My place: _________________________________________________
My Time with God: _________________________________________
- Keep your Bible open to Matthew 26:36-46. in v. 37, what are the emotions that Jesus begins to have?
Since we started walking with Jesus towards Jerusalem, towards the cross, this is the first time we see these emotions. Now, being the sacrifice for all humanity is not only a plan, but it has also become the present. These emotions of sadness and anguish are not bad – they are emotions from God.
- Think about that again. God feels sadness. God feels anguish. Does that provoke any emotion in you?
What is Jesus’ response to these emotions? PRAY. And his prayer is that the Father would change the plan if possible. Jesus asks God to change the plan. AT THE SAME TIME, he makes a very important statement.

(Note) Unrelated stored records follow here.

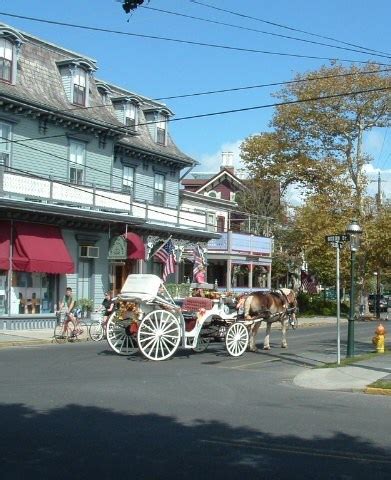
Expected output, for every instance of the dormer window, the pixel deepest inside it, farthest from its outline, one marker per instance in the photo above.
(6, 59)
(79, 86)
(10, 42)
(161, 128)
(75, 75)
(157, 124)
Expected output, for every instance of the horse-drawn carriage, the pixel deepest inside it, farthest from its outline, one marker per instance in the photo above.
(149, 320)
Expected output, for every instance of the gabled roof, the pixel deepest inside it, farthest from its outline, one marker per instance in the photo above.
(219, 177)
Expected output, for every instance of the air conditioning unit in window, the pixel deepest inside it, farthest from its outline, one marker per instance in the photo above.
(86, 251)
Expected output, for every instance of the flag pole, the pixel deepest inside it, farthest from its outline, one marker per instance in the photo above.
(161, 246)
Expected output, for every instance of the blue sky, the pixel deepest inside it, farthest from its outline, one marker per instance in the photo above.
(157, 68)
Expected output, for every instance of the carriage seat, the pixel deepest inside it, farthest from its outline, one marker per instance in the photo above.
(190, 307)
(193, 304)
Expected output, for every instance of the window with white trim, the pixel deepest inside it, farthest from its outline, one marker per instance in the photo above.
(5, 144)
(131, 115)
(161, 130)
(158, 194)
(77, 155)
(80, 86)
(128, 180)
(6, 59)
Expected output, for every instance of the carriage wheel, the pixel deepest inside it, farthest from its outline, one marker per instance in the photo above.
(236, 339)
(119, 336)
(96, 331)
(159, 335)
(202, 344)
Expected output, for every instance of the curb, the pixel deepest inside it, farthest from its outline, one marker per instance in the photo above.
(377, 391)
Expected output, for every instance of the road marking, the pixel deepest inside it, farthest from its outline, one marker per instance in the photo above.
(249, 364)
(301, 450)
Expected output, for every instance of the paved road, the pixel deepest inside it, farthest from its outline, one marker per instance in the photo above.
(80, 411)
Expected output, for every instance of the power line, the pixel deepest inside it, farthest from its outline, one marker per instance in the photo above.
(288, 37)
(204, 115)
(287, 27)
(188, 42)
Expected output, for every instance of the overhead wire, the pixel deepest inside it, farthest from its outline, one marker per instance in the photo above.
(268, 22)
(287, 37)
(188, 42)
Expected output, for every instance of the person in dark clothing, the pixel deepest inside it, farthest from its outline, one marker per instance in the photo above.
(107, 306)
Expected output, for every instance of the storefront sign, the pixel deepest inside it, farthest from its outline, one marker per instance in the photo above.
(118, 248)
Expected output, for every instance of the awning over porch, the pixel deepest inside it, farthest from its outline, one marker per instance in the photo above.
(136, 247)
(40, 248)
(5, 236)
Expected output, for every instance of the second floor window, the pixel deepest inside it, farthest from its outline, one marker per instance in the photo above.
(6, 58)
(5, 144)
(77, 153)
(79, 86)
(158, 196)
(128, 180)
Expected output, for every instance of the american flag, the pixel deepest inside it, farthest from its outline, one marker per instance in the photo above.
(309, 282)
(198, 259)
(166, 255)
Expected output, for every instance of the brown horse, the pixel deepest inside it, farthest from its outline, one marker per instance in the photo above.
(270, 307)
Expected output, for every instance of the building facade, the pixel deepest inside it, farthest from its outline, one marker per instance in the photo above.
(89, 179)
(239, 259)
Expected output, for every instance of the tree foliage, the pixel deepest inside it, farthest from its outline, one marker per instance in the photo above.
(318, 144)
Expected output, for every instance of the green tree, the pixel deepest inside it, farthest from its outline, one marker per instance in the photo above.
(319, 144)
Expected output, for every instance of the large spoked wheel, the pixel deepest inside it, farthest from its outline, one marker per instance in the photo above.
(96, 331)
(202, 344)
(159, 335)
(120, 336)
(236, 340)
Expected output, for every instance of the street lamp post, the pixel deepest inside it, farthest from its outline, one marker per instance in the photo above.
(354, 231)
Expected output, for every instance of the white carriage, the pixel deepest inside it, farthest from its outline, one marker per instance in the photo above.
(149, 320)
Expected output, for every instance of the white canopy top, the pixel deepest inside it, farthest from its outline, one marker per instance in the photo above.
(141, 287)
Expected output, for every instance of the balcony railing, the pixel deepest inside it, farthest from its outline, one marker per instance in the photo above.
(50, 191)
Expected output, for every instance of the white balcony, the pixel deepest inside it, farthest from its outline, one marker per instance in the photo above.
(22, 187)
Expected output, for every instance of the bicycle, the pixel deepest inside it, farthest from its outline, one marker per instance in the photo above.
(98, 328)
(69, 329)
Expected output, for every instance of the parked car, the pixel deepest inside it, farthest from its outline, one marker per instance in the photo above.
(383, 303)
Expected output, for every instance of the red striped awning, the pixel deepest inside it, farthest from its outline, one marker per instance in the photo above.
(136, 247)
(5, 236)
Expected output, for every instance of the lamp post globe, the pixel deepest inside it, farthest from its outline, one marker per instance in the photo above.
(354, 231)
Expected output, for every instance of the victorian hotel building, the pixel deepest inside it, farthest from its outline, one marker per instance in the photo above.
(89, 181)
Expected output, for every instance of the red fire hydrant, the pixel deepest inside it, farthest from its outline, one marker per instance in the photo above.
(378, 339)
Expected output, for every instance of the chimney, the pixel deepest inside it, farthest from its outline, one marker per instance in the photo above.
(227, 162)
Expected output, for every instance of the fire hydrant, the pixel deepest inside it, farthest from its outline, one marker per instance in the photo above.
(378, 339)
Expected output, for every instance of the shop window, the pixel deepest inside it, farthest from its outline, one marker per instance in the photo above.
(3, 292)
(32, 293)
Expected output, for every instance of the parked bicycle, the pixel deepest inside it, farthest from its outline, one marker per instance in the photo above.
(69, 328)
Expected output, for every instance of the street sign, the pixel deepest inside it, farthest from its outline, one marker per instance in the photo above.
(336, 239)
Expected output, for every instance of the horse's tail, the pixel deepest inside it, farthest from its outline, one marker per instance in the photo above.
(247, 306)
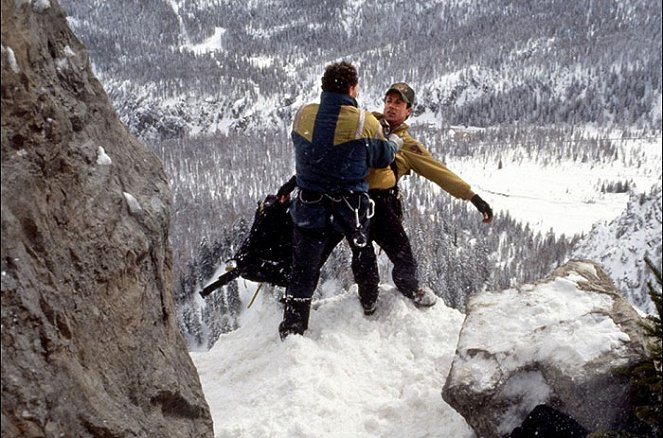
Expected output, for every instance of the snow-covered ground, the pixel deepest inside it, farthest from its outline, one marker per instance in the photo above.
(349, 376)
(565, 197)
(381, 376)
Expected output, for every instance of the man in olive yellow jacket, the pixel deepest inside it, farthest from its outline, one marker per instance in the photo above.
(386, 225)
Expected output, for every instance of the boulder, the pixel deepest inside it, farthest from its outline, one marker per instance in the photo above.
(90, 345)
(560, 342)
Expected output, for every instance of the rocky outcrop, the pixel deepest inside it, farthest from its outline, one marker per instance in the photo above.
(90, 345)
(559, 342)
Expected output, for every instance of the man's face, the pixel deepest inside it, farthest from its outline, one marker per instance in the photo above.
(395, 109)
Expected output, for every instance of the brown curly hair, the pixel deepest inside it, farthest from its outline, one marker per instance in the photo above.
(339, 76)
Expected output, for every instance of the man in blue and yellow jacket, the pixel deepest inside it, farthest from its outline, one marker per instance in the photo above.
(335, 145)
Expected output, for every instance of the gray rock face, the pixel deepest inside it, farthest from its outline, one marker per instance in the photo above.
(557, 342)
(90, 346)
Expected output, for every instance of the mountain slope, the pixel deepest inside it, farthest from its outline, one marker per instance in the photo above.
(206, 66)
(620, 246)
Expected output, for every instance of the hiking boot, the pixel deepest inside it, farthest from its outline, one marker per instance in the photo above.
(424, 297)
(368, 297)
(295, 317)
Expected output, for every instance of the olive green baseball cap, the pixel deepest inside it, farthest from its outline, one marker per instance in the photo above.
(406, 92)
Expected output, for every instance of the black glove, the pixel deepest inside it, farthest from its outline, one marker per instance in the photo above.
(483, 207)
(386, 128)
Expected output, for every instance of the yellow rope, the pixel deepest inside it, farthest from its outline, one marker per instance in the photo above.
(254, 296)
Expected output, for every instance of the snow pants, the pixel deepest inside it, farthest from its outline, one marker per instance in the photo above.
(388, 232)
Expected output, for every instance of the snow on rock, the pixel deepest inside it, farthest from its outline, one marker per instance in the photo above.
(557, 341)
(638, 233)
(348, 376)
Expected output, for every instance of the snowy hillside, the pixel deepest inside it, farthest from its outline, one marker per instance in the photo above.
(179, 67)
(540, 106)
(379, 376)
(621, 244)
(349, 376)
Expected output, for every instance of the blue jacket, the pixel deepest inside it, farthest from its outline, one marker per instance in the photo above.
(335, 145)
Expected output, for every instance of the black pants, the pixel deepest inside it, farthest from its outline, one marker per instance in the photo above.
(387, 231)
(312, 248)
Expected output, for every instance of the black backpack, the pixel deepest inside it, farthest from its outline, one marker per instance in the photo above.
(265, 256)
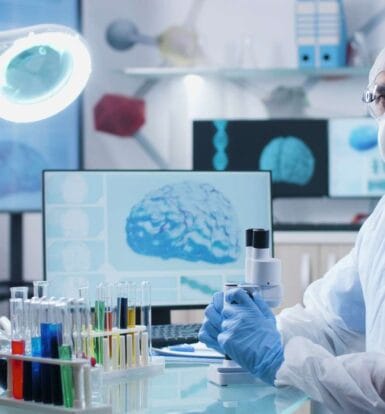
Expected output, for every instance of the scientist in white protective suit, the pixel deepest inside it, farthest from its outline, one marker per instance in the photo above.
(333, 347)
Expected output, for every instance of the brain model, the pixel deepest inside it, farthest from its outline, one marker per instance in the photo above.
(363, 138)
(290, 160)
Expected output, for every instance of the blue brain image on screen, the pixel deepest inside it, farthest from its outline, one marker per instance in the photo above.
(363, 138)
(15, 179)
(191, 221)
(289, 159)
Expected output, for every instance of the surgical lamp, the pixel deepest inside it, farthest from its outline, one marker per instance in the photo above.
(43, 69)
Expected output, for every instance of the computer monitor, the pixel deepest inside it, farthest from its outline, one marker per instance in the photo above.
(184, 231)
(355, 165)
(295, 150)
(27, 149)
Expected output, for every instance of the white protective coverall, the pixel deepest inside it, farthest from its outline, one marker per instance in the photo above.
(335, 343)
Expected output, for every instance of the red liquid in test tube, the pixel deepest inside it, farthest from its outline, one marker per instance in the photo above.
(18, 348)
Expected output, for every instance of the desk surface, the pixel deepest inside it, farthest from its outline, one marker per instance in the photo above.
(185, 389)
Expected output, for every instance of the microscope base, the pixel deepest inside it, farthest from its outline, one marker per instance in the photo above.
(225, 375)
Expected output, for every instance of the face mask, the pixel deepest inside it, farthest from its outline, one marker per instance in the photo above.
(381, 137)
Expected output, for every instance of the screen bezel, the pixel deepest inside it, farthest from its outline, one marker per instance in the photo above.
(291, 196)
(160, 307)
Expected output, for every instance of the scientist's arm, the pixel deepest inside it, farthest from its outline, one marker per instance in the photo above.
(324, 339)
(352, 383)
(333, 315)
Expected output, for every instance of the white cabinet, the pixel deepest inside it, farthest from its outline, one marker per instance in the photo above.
(306, 256)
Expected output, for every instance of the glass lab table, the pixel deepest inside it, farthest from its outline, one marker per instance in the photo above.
(184, 388)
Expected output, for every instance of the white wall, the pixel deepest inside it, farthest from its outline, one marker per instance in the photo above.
(203, 98)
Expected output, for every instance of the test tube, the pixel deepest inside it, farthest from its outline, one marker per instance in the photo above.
(40, 289)
(17, 345)
(109, 314)
(145, 310)
(78, 311)
(45, 350)
(65, 352)
(35, 349)
(85, 321)
(27, 365)
(99, 322)
(21, 292)
(131, 304)
(121, 304)
(56, 335)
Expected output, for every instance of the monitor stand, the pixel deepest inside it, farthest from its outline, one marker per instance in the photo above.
(160, 315)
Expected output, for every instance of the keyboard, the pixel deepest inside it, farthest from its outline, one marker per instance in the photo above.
(173, 334)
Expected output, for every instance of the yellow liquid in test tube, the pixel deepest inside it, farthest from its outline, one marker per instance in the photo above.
(131, 317)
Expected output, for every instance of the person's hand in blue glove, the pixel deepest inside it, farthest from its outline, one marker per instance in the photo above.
(249, 335)
(211, 326)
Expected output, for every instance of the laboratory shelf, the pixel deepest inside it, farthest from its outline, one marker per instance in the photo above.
(170, 72)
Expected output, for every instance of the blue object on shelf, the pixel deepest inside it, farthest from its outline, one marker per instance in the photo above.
(321, 33)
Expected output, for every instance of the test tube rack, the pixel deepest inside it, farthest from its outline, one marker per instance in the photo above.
(82, 388)
(125, 352)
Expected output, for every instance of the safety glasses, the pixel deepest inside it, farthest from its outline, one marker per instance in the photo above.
(374, 96)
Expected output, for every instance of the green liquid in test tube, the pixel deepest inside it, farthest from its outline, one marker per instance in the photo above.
(99, 322)
(145, 310)
(65, 352)
(85, 322)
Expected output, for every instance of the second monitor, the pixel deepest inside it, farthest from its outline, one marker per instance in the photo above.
(295, 150)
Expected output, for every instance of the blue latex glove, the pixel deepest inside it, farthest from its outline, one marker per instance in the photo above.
(211, 326)
(249, 335)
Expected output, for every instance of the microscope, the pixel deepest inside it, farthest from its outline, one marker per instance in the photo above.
(262, 275)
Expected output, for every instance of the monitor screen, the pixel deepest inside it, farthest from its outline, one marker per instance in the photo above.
(355, 165)
(295, 151)
(27, 149)
(184, 231)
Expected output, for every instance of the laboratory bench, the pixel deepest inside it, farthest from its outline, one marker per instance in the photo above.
(184, 388)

- What is the statement in v. 39?
“My Father, if it is possible, may this cup be taken from me. Yet, not as ____ _____, but as ______ _______.”
This statement is not a “just in case” statement. We tend to read his prayer like this: “Father, this is what I ask for, but just in case you don’t agree, do what you need to do.” But that’s not the prayer – the prayer of Jesus is that WHAT I WANT WOULD NOT BE DONE.
Jesus leaves his prayer time and confronts his sleeping disciples; abandonment is already becoming a reality.
- What is the mini sermon that Jesus offers his disciples at that moment? (v. 41) ___________________________________________________________________
Jesus can preach that sermon because it is his very reality. He himself is praying that he would not fall into temptation. He himself can feel that his spirit is willing, but his body is weak.
Jesus is still struggling with his Father’s mission – and he comes back to pray. His words are almost the same as before. Jesus is asking for his heart to be aligned once again with the perfect will of the Father. He needs the strength to drink the bitter drink, and he makes a strong statement at the end of v. 42: “Your will be done.”
Jesus returns once more to the sleeping disciples, and what does he do? He goes back to pray a third time. The battle is waging, and Jesus is fighting. The Father is aligning the will of Jesus with His perfect will, until Luke 22:43 says:
“An _____________ from heaven appeared to him and ________________.”
The lessons we can take away from the time that Jesus spent in the garden are many, but for our purposes, I want us to take away this lesson: following the will of God the Father is not always easy. If we are struggling with carrying on, our response should be a prayer for the Father to align our hearts with his again. And we must know that we don’t fight alone. Even when we feel that friends have abandoned us, God supports us.
We will end this lesson with some thoughts on Jesus’ sacrifice on the cross. We cannot study Holy Week without analyzing his very sacrifice at Calvary.
Take time to read the story in the 4 gospels, writing down in a notebook anything that grabs your attention. Meditate on the story through four different perspectives. Do you like one author’s style better? Which details may seem small or are only found in one story? Which characteristics are found in all the gospels? Hours could be spent doing this exercise, but at least spend 10 minutes. Look for the new treasure that God has for you in his Word.
I want to highlight something important for all of us who are on the Via Dolorosa with Jesus. We come to Matthew 27:50-56.
- Jesus GAVE UP his spirit. Jesus’ life was not taken from Him. Jesus, with firm purpose, followed the will of God the Father until he died on the cross. It was HIS decision, and he gave himself up.
- Tombs were opened, and many saints who had died were raised to life. Jesus has not even been dead ONE MINUTE, and already the blood of Christ is defeating death. Hallelujah!
- Many women who had followed Jesus were there, looking from afar. Who did not abandon Jesus? Women. If you are a woman reading this, let’s cherish their example and be faithful followers like them.